Book Review
If I mix a little fiction with my nonfiction, a little lie with the truth, it’s by way of making the truth even truer.
–Peter Selgin, The Inventors
I want to call this book, The Inventors by Peter Selgin, The Book of Home Runs. To write a memoir is—on the surface—to undertake a contrasting examination of both the profound and banal of one’s life and cobble together a sort of meaning out of it. It is a rare human being who can execute this introspective art with a balance of openness and self-scrutiny that invites readers to participate, with full awareness that they may come away with a different conclusion. Selgin delivers that unqualified openness in his story about his inventor father, whom he knew very little about—despite having spent so much time together—and a teacher with whom he had an unusually close bond—a bond that at times bordered on inappropriate.
I want to call this book The Book of Home Runs for its fascinating use of second-person point-of-view. In an effective and refreshing twist on adult retrospective, Selgin writes not about but to his younger self, pointing out what the boy wouldn’t have grasped in the moment, what his older self has learned, and where his boyish self has simply disappointed him. The perspective might feel harsh if we didn’t each engage in similar acts of self-scorn. These second-person passages, of which the book is primarily composed, are voyeuristic and haunting in quality. They give the work a feel that is somehow less memoir-ish—a genre with the potential for myopic self-importance. Instead, we experience the intimacy of another man’s private struggle with identity, desire, confusion, and blame as if he is not the one telling us:
That your own sense of failure was inextricably bound up with your father’s made his waning all the more bittersweet to you. If only you could make him see that he hadn’t failed you, that of his dozens of inventions, you alone would survive him; that by your failing alone could he truly fail. How urgently you wanted him to know this—and how much more urgently you yourself needed to believe that you hadn’t and would not fail.
I want to call The Inventors The Book of Home Runs for its brief first-person passages that read like a diary and reveal many things, but perhaps most surprising, how to write a memoir. In Selgin’s honest struggle to tell the story, he reveals just how consistently we invent ourselves—either obliterating the past or re-creating it entirely—in order to make sense of ourselves:
This is what I am trying to write about: how, one way or another, by hook or by crook, often with the help of others, we all invent or reinvent ourselves. My father helped invent me by bringing me into the world, the teacher by bringing me into his cottage and classroom.
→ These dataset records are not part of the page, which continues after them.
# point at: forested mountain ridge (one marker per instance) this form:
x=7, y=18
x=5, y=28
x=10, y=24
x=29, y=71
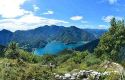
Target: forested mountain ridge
x=40, y=36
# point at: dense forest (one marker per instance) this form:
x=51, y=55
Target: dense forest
x=108, y=58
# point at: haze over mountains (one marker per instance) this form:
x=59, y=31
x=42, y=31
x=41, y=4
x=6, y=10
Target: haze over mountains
x=39, y=37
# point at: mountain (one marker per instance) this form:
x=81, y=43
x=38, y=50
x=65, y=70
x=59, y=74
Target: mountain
x=96, y=32
x=40, y=36
x=89, y=46
x=5, y=37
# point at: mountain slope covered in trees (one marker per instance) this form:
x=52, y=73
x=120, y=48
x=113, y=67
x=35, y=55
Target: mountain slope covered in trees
x=39, y=37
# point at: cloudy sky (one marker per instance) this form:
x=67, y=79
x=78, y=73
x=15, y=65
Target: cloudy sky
x=29, y=14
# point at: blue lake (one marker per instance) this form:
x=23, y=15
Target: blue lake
x=55, y=47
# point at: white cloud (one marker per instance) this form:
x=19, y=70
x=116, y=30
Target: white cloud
x=12, y=8
x=112, y=1
x=28, y=21
x=75, y=18
x=102, y=27
x=49, y=12
x=36, y=8
x=84, y=22
x=108, y=18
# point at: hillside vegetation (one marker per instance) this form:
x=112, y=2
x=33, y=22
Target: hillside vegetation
x=18, y=64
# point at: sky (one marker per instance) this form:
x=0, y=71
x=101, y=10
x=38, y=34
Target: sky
x=30, y=14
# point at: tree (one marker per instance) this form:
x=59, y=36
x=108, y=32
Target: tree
x=112, y=41
x=12, y=51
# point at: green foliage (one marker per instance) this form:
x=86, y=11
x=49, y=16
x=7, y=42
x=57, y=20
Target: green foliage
x=112, y=41
x=79, y=56
x=12, y=51
x=91, y=60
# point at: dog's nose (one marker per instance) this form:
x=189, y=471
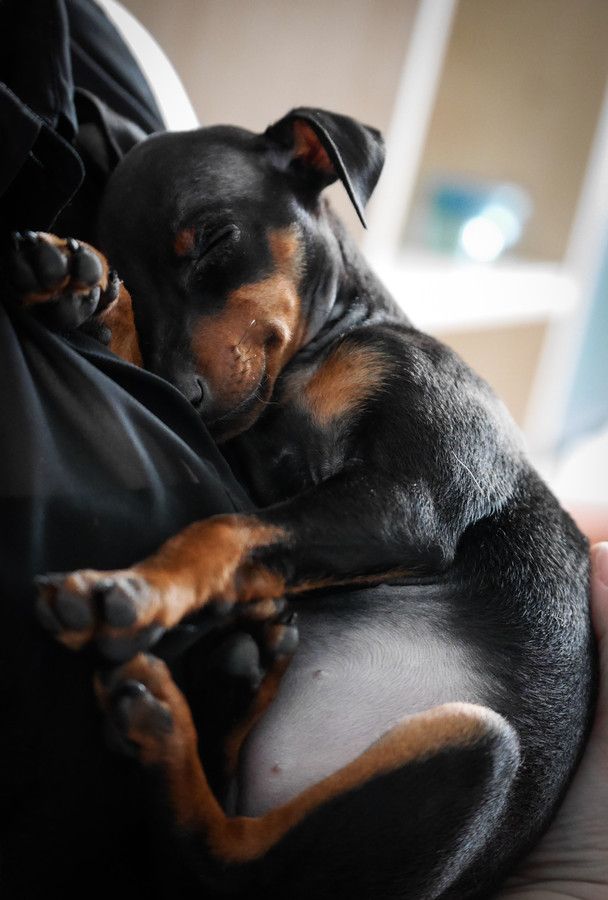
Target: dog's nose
x=193, y=388
x=197, y=392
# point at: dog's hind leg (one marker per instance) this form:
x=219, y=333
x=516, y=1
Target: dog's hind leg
x=404, y=819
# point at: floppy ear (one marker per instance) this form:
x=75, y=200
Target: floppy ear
x=321, y=146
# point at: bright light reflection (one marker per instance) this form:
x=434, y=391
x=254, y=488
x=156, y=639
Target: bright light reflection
x=482, y=239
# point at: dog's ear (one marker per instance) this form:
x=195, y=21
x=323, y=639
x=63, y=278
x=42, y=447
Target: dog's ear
x=319, y=147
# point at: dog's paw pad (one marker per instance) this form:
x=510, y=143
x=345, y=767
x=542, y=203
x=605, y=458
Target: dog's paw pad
x=238, y=657
x=59, y=608
x=34, y=264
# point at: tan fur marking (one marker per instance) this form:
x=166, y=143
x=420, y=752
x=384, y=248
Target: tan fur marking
x=255, y=334
x=348, y=377
x=242, y=839
x=309, y=148
x=120, y=320
x=286, y=250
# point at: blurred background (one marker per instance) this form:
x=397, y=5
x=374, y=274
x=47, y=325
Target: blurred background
x=490, y=222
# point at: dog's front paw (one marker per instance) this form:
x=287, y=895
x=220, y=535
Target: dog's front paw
x=120, y=611
x=63, y=281
x=146, y=714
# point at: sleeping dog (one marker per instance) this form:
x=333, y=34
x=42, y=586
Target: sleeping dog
x=428, y=724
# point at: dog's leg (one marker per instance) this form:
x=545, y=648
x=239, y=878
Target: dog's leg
x=231, y=683
x=403, y=819
x=320, y=539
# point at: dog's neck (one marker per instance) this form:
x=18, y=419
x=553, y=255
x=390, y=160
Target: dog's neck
x=354, y=295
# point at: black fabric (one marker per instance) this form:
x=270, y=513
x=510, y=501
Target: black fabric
x=99, y=462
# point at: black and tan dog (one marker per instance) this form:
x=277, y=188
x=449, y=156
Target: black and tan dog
x=434, y=712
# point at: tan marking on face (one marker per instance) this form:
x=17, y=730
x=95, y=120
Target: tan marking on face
x=184, y=241
x=342, y=384
x=120, y=320
x=286, y=250
x=256, y=333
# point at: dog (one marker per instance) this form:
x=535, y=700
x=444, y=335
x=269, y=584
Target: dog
x=429, y=723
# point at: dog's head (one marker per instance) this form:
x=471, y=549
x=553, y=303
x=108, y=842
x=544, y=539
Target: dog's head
x=229, y=253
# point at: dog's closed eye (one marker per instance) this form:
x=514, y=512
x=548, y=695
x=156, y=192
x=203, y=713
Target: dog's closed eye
x=197, y=243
I want to call this the Book of Home Runs for its startling compassion toward those who failed the author in ways that shaped who he turned out to be: from his father’s sharp criticism and lack of support for Selgin’s writing, to his mother’s complicity in keeping family secrets, to his teacher’s intentional, if not misguided, exploitation of a boy’s perspective of himself and his future. The process of piecing together the details of these people and their lives—who they were, not just to Selgin, but to themselves—unraveling their lies, has made them fragile. And that fragility invites forgiveness and understanding.
“If I mix a little fiction with my nonfiction, a little lie with the truth, it’s by way of making the truth even truer.” There is an inventor in each of us, creating a narrative of ourselves as we wish to be or how we believe we are. And none of us fails to participate in crafting it. It is here, in the space between the profound and banal, where the lies exist. They are the things missed by youth, difficult to discern, secrets withheld, that make the truth even truer, and the endeavor of memoir worthwhile. Peter Selgin shines a bright, probing light on the invention of self. He has delivered in The Inventors one home run after another, each giving us a deeper understanding of ourselves by attempting to understand others.
About the Reviewer
Heather Sharfeddin is a four-time novelist whose work has earned starred reviews from Kirkus Reviews and Library Journal and has been honored with an Erick Hoffer award and at the New York and San Francisco Book Festivals, as well as the Pacific Northwest Book Sellers Association. Her fifth novel, What Keeps You, will be released in September 2016. She has taught creative writing at Randolph-Macon College, University of Arkansas at Little Rock, and Linfield College (presently). Sharfeddin holds an MFA in writing from Vermont College of Fine Arts and a PhD in Creative Writing from Bath Spa University (Bath, England).